Hem referandum hem de turist bekleyen şehir
Turizm ve tarım Antalya'nın geçim kaynakları. Rusya bu iki sektör için de ana damar. Bu damar şu an kopmuş vaziyette. Herkes bir an önce bu damara can gelmesini bekliyor. Şehir böyle bir vaziyette referandumu karşılıyor.
ANTALYA - Antalya Türkiye'nin beşinci büyük şehri. Turizmin ise başkenti. Ancak özellikle geçen yıl Rusya ile yaşanan krizin ardından şehirde neredeyse yaprak kımıldamıyor. Son 3 yıldır istikrarlı bir şekilde azalan turist sayısı 2016 yazında ise dibe vurmuş.
Antalya'nın simgelerinden Yivli Minare'nin tarihi çarşı kısmında esnaflık yapan Levent Bey bu durum için şöyle diyor: “Antalya'da her şey turizme bağlı. Üç yıldır gidişat kötüydü. Ama geçen yıl 400 bin insan işsiz kaldı. Şehirdeki iki evden biri doğrudan etkilendi. Geçen yıl Beldibi tarafındaki dükkânımı kapattım, bir senedir buradayım. Siftahsız öylece bekleyip duruyoruz.”
Esnaf, Godot'yu bekler gibi turist yolu gözlüyor. Bar sahibinden reçelcisine, taksicisinden lüks otellere hepsi. Tarihi Bakırcılar Çarşısı'nda rastladığımız bıçak satıcısı Mevlüt Bey de bunlardan biri: “Bizim işimiz otellerle. Otelde müşteri olacak ki bize de bıçaklarını bileyletsinler. Onlardan toplu iş alırdık. Yoksa burada günlük yaptığımız iş bizi kurtarmaz.”

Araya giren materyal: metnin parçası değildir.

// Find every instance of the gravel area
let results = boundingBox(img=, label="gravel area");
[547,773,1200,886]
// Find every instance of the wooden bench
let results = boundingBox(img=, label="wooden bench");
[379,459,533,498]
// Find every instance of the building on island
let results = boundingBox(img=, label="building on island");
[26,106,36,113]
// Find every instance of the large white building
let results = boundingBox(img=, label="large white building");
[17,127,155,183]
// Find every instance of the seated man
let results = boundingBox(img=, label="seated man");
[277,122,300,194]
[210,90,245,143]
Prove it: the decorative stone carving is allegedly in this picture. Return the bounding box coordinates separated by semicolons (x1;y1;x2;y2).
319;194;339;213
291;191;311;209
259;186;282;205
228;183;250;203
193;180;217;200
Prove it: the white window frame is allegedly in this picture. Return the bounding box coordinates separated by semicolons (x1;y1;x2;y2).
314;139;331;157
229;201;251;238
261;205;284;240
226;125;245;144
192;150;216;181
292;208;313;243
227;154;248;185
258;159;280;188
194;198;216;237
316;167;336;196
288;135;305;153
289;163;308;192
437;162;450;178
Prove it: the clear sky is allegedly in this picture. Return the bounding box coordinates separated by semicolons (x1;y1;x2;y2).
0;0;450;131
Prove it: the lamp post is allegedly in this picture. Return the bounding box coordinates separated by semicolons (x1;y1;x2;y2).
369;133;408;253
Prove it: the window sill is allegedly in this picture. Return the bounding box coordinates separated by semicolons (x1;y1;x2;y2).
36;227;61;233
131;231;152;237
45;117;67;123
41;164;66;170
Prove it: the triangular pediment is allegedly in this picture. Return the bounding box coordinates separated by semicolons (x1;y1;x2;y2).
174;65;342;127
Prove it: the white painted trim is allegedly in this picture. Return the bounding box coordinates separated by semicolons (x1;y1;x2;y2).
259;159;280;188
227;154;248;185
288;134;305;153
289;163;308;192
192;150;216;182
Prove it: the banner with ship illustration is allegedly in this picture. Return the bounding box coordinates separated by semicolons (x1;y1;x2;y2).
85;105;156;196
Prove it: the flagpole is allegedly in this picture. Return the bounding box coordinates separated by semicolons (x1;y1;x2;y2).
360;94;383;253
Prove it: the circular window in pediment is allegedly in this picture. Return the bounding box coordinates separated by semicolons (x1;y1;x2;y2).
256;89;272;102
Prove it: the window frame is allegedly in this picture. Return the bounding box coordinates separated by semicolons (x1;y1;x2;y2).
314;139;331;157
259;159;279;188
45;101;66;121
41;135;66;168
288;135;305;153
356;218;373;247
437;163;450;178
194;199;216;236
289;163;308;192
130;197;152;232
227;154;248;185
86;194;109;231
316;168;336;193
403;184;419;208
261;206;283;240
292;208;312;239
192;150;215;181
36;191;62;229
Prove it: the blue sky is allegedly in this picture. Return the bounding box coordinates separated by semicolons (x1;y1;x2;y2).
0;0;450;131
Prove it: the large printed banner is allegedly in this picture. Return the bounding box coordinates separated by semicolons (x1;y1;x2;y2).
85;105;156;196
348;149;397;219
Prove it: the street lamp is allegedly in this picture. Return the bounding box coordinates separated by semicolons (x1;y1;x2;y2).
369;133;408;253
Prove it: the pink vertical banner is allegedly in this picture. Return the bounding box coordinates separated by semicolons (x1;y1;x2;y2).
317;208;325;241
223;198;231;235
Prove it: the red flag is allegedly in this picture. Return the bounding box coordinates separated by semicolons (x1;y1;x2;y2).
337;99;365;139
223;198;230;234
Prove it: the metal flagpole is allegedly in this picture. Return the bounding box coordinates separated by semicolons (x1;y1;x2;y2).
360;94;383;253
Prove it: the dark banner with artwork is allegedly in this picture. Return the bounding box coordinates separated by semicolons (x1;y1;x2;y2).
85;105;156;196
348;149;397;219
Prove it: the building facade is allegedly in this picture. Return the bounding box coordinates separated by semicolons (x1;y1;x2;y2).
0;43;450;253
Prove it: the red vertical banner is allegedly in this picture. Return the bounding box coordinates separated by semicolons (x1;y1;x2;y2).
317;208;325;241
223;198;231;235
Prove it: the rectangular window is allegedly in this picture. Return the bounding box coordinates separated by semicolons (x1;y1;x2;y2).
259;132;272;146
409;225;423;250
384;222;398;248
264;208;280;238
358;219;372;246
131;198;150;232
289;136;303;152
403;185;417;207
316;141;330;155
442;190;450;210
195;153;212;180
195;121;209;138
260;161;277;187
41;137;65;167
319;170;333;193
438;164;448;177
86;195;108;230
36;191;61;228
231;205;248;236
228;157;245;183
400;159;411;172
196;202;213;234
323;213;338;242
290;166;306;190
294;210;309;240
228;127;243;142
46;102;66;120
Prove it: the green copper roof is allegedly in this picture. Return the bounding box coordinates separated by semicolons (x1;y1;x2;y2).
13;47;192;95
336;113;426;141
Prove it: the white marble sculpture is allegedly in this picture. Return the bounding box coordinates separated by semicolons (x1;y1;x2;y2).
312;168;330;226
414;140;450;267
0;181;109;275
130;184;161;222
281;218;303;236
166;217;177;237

Otellerin kapasitesini yıllarca şef aşçılık yapmış Kadir Bey'den aktaralım: “Çalıştığım dönemde sezonluk anlaşmalar yapardık. Mesela, sadece 50 ton tavuk eti alırdık. Bazen bu miktar bile ihtiyacı karşılamazdı. Bunun daha kırmızı eti, balığı, sebzesi, meyvesi, içeceği var.”
Turizm ve tarım Antalya'nın geçim kaynakları. Rusya bu iki sektör için de ana damar. Bu damar şu an kopmuş vaziyette. Herkes bir an önce bu damara can gelmesini bekliyor. Şehir böyle bir vaziyette referandumu karşılıyor.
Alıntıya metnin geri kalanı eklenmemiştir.